# Left Hand Finger Exercises



## fredyfreeloader (Dec 11, 2010)

I am looking for exercises like these. I am still working on getting my flexibility back after my accident three years ago. Many torn muscles in both arms and shoulders and very stiff hands. There is a whole note scale exercise somewhere, I just can't find my copy, if you have any suggestions to post I would appreciate them.


----------



## puckhead (Sep 8, 2008)

there are those strengthening devices available for pretty cheap
http://www.amazon.com/Gripmaster-Exerciser-Tension-9-Pounds-Finger/dp/B0006GCBL4
(I have never tried them)

for co-ordination, I sometimes just rest my hand on the table or couch or whatever
and after lifting each finger individually, try to lift different combinations without moving the others.
it takes more concentration that you would think ( well, it does for me, anyway)

oh, and a bunch of exercises showed up here while I was searching for that aforementioned finger doodad
http://www.guitar-skill-builder.com/guitar-finger-exercises.html


----------



## kat_ (Jan 11, 2007)

The book Pumping Nylon has great exercises for both hands. It's aimed at classical guitar players. If you read notes I can scan a page or two for you. If not then there is a tab version available but I don't have it.


----------



## jbealsmusic (Feb 12, 2014)

If you want a pretty insane left handed workout, look up Steve Vai's 30 hour guitar workout.


----------



## Steadfastly (Nov 14, 2008)

jbealsmusic said:


> If you want a pretty insane left handed workout, look up Steve Vai's 30 hour guitar workout.


Thirty hours........yep, that's definitely insane.


----------



## jbealsmusic (Feb 12, 2014)

Steadfastly said:


> Thirty hours........yep, that's definitely insane.


lol I don't think you're supposed to do it all at once. When I did it, I did one hour a day for 30 days.


----------



## Steadfastly (Nov 14, 2008)

jbealsmusic said:


> lol I don't think you're supposed to do it all at once. When I did it, I did one hour a day for 30 days.

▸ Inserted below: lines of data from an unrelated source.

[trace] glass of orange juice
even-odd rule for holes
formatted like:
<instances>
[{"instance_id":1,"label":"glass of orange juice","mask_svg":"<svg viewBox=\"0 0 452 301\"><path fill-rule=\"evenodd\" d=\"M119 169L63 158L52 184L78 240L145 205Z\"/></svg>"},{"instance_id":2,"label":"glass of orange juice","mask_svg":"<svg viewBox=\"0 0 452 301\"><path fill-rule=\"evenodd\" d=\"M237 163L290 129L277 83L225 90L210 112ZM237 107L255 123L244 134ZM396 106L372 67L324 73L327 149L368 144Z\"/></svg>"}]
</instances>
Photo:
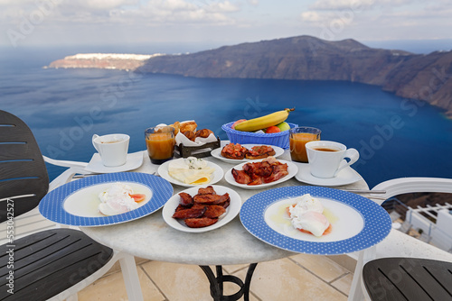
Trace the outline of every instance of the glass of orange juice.
<instances>
[{"instance_id":1,"label":"glass of orange juice","mask_svg":"<svg viewBox=\"0 0 452 301\"><path fill-rule=\"evenodd\" d=\"M306 144L320 140L322 131L315 127L300 126L290 129L290 158L293 161L307 163Z\"/></svg>"},{"instance_id":2,"label":"glass of orange juice","mask_svg":"<svg viewBox=\"0 0 452 301\"><path fill-rule=\"evenodd\" d=\"M162 164L174 154L174 128L172 126L150 127L145 131L147 154L153 164Z\"/></svg>"}]
</instances>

Aw, heck, that takes all the pain out of it.


----------



## Moosehead (Jan 6, 2011)

I posted a copy of that steve vai workout here a year or so ago. Its here somewhere....

Ah, found it.

http://www.guitarscanada.com/showthread.php?47152-Vai-s-30-Hour-Guitar-Workout!&highlight=


----------



## jeremy_green (Nov 10, 2010)

Not what you asked for and not to be insensitive to your injury - but learning solos and bits of songs are a far better route to go to gain dexterity. You want chromatics? Flight of the Bumblebee. You want arpeggios? Tumeni Notes etc. There are songs that cover every single technique so you'd be much better off using a real piece of music imo.


----------



## Robert1950 (Jan 21, 2006)

Do scales on a bass.


----------



## fredyfreeloader (Dec 11, 2010)

Robert1950 said:


> Do scales on a bass.


This is strange a couple of weeks back I picked up a bass for a relative who couldn't get in to town, while it was here I thought about keeping it but shipped it out instead, maybe your right I should have practiced some scales.


----------



## jbealsmusic (Feb 12, 2014)

One way to improve your hammer-ons and pull-offs is to play legato runs clean through a cranked up noise gate.


----------



## fredyfreeloader (Dec 11, 2010)

Well I asked for exercises and I have found some. Someone in another thread had mentioned books by Joe Charupakorn. Well I found one book of his on exercises, one on arpeggios, one on scales and one on chords, there is enough to keep me busy for years, even after I'm pushing up daisies. There are interesting pentatonic and blues scales such as the Shimo-Chidori, Ryukyu, Ritsu, Prelog, Iwato, Banshiki-Cho and many more. Although I will probably never use them intentionally, they are still interesting. The one I was most interested in was of course his exercise book and that they are, more ways to twist your fingers and make them either sore or if your lucky much more flexible.


----------